4. Cape Coast Castle
Ghana’s Atlantic Coast is lined with old forts (castles) built by various European powers during the 17th Century. The Cape Coast Castle was built for the slave-trade and is one of the most impressive of Ghana’s old forts. It was originally built by the Dutch in 1637, later expanded by the Swedes, finally the British took control of it in 1664 and turned it into their colonial headquarters. It stayed that way for the next 200 years until they moved the capital to Accra in 1877.
5. Kokrobite Beach
Ghana has some lovely beaches but the most popular for the last decade has been the beaches around Kokrobite including Langma. Kokrobite is a quick 20 mile (30km) tro-tro ride away from the capital Accra.

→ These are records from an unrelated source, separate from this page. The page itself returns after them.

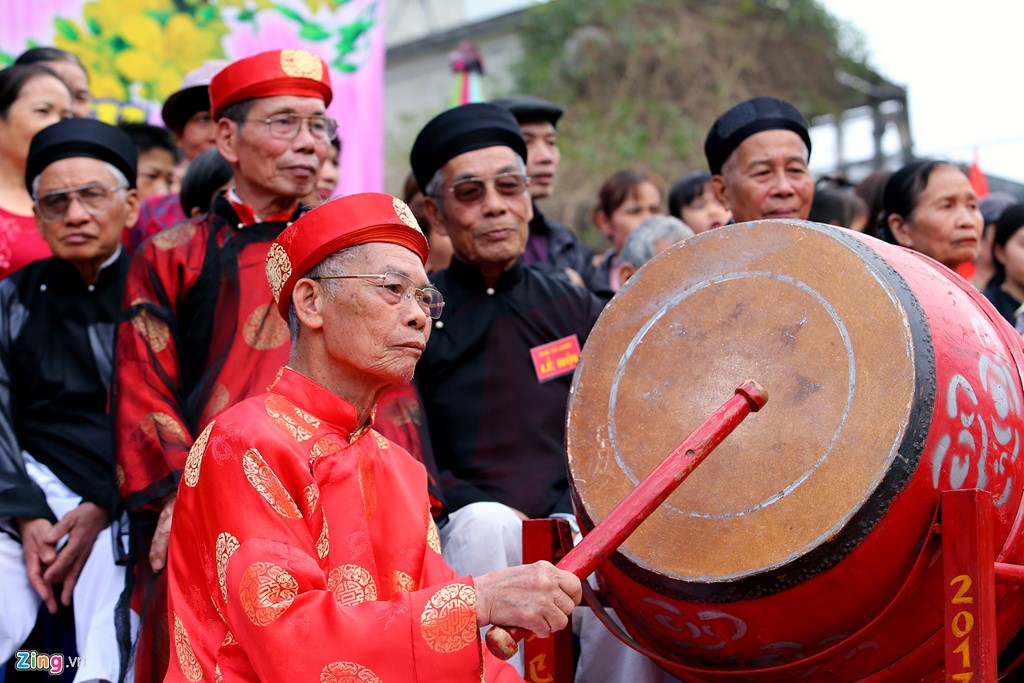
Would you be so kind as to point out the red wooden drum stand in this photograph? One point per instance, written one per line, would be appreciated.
(807, 546)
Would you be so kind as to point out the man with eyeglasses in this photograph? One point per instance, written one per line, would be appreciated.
(496, 375)
(58, 492)
(202, 332)
(329, 540)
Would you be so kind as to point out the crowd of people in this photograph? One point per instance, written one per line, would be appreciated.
(238, 415)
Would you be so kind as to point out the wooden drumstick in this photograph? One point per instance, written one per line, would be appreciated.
(597, 546)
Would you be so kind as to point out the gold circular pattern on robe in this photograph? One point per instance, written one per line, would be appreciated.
(279, 269)
(351, 585)
(265, 329)
(163, 427)
(266, 592)
(311, 496)
(195, 461)
(433, 539)
(186, 657)
(324, 542)
(297, 423)
(301, 63)
(225, 547)
(347, 672)
(402, 583)
(449, 620)
(406, 214)
(174, 237)
(266, 482)
(152, 329)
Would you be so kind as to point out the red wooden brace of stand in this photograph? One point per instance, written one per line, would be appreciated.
(598, 545)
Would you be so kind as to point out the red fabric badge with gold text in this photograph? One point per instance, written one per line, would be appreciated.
(555, 358)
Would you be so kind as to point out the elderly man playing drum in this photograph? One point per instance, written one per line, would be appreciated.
(57, 485)
(758, 154)
(329, 540)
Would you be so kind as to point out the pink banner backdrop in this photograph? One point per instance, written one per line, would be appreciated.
(137, 51)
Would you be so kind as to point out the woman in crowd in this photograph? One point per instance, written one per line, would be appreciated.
(1006, 289)
(930, 207)
(32, 97)
(692, 201)
(70, 69)
(625, 201)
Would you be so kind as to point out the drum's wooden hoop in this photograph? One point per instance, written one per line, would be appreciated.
(835, 334)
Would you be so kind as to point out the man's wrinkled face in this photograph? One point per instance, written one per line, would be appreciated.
(95, 212)
(489, 232)
(270, 166)
(767, 177)
(372, 333)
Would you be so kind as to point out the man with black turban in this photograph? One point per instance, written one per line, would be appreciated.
(758, 153)
(58, 492)
(497, 371)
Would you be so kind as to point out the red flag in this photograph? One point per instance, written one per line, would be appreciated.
(978, 181)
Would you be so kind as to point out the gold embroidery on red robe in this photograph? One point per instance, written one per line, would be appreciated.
(296, 422)
(433, 539)
(382, 441)
(174, 237)
(152, 329)
(266, 482)
(311, 495)
(323, 543)
(402, 583)
(265, 329)
(347, 672)
(266, 592)
(279, 269)
(226, 545)
(186, 657)
(449, 620)
(163, 427)
(351, 585)
(195, 460)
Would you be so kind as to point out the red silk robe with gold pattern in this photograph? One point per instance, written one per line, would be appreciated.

One of the main attractions here is the excellent Academy of African Music and Art (AAMA) founded by master drummer Mustapha Tettey Addy. The Academy attracts drummers and dancers from all over the world. You can get accommodation at the Music Academy or head to Big Milly’s Backyard in the village (also on the beach). Big Milly’s has a friendly bar and restaurant where backpackers, volunteers and Ghanaian Rastafarians chill out.